Generalizable Self-Evolving Memory for Automatic Prompt Optimization

arXiv cs.CL / 3/24/2026

💬 OpinionSignals & Early TrendsIdeas & Deep AnalysisModels & Research

Key Points

  • The paper introduces MemAPO, which reframes automatic prompt optimization as a process that can generalize across different queries rather than fitting a single fixed prompt to one task.
  • MemAPO uses a dual-memory system: it stores reusable strategy templates distilled from successful reasoning trajectories and structured error patterns capturing recurring failure modes.
  • For a new prompt, the framework retrieves both relevant strategies and known failure patterns to compose an improved prompt that encourages effective reasoning while avoiding past mistakes.
  • Through iterative self-reflection and memory editing, MemAPO continuously updates its memory so optimization performance can improve over time without restarting from scratch per task.
  • Experiments on multiple benchmarks report consistent gains over baseline prompt-optimization methods and lower optimization cost.

Abstract

Automatic prompt optimization is a promising approach for adapting large language models (LLMs) to downstream tasks, yet existing methods typically search for a specific prompt specialized to a fixed task.
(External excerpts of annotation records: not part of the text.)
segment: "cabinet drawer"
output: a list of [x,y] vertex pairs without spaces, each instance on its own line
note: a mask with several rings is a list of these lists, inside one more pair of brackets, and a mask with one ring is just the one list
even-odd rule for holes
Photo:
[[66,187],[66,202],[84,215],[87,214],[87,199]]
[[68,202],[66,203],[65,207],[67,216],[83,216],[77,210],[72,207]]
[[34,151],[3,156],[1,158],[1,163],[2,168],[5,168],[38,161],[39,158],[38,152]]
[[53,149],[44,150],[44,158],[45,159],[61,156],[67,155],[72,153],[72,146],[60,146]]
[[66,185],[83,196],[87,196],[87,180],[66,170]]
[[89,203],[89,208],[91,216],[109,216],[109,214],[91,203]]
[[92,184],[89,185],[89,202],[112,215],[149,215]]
This paradigm limits generalization across heterogeneous queries and prevents models from accumulating reusable prompting knowledge over time. In this paper, we propose MemAPO, a memory-driven framework that reconceptualizes prompt optimization as generalizable and self-evolving experience accumulation. MemAPO maintains a dual-memory mechanism that distills successful reasoning trajectories into reusable strategy templates while organizing incorrect generations into structured error patterns that capture recurrent failure modes. Given a new prompt, the framework retrieves both relevant strategies and failure patterns to compose prompts that promote effective reasoning while discouraging known mistakes. Through iterative self-reflection and memory editing, MemAPO continuously updates its memory, enabling prompt optimization to improve over time rather than restarting from scratch for each task. Experiments on diverse benchmarks show that MemAPO consistently outperforms representative prompt optimization baselines while substantially reducing optimization cost.